Podría decirse que en una línea de pensamiento heterodoxo se encuentra el sociólogo alemán Ulrich Beck (2004, 2007). De acuerdo con él, son precisamente estos males públicos cada vez más amplios en cobertura –secuelas de las victorias de la modernidad–, los que revelan a los actores del sistema internacional la necesidad de actuar conjuntamente. A este proceso lo denomina “cosmopolitización forzosa”. Y aunque esto podría llevar a pensar que el autor es sumamente optimista frente a la acción colectiva global y a la facilidad de aunar esfuerzos para enfrentar los riesgos, tal cosa no puede afirmarse tan gratuitamente5.

Si bien Beck (2007) considera que la concientización, sobre la globalidad de los riesgos ecológicos (males públicos), y sobre la imposibilidad para responder a ellos nacionalmente, incentiva la generación de un “global global”, es también realista, mucho más que Sachs, al reconocer la gran probabilidad de fracaso.

Uno de los elementos explicativos del fracaso tendría que ver con que los costos y beneficios de un acuerdo, se encuentran distribuidos de manera desigual (Beck, 2007), tanto geográfica como temporalmente. En el caso concreto del cambio climático la desigualdad geográfica se hace evidente en la medida en que son las empresas ubicadas en los países industrializados las que deben abstenerse en mayor grado de sus actividades altamente contaminantes.

Extrañamente, no son estos países los que se ven más afectados en las primeras etapas del calentamiento global, sino algunos países africanos y del Medio Oriente, que ven disminuido su acceso a los recursos naturales como el agua potable, y los ambientes apropiados para cultivar. Es incluso más paradójico que estos últimos países tampoco acordarían fácilmente reducir sus emisiones, como lo espera Sachs, pues se saben no culpables de la catástrofe climática y todavía están a la espera de la llegada del desarrollo a sus territorios a través de la industrialización.

En otras palabras, se encuentran esperando el proceso de convergencia que es vaticinado por el mismo autor. ¿Caería entonces en contradicción?

La distribución desigual de costos y beneficios en términos temporales es simple: Mientras que se debe actuar frente a los peligros ahora, los beneficios serán disfrutados en el largo plazo por personas diferentes a las que incurren hoy en costos (no sólo en inversiones, sino también de oportunidad).

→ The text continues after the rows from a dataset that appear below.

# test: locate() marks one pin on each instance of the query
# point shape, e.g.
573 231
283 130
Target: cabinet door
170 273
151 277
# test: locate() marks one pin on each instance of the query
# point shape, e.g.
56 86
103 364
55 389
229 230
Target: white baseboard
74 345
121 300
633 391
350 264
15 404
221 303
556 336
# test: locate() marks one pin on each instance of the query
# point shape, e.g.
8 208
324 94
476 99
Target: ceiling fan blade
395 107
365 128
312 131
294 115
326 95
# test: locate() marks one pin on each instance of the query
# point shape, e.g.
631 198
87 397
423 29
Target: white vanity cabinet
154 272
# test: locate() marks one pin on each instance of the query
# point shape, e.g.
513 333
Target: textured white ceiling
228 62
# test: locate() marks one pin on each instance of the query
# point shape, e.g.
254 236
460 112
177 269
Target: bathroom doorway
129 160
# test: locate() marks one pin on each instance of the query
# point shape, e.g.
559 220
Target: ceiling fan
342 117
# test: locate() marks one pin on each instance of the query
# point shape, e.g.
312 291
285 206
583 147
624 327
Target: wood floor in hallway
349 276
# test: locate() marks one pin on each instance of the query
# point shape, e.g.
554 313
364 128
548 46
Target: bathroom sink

Este cálculo se convierte en un obstáculo más para la acción colectiva.

Debe resaltarse que llegar a este punto implica un paso anterior sin duda problemático: esto es, que algunos países se reconozcan formalmente como productores y exportadores de males públicos; es decir, que asuman por iniciativa propia responsabilidades que son difíciles de imputar dada la cantidad de agentes que también contribuyen a la catástrofe. De acuerdo con esto, Beck tiene claro algo que Sachs no: no es fácil lograr que en un mundo caracterizado por la competencia, algunos de sus más destacados competidores acepten ser los generadores de las externalidades negativas que producen sus ganancias y padecen otros, sobre todo si no existe un solo productor de externalidades identificable.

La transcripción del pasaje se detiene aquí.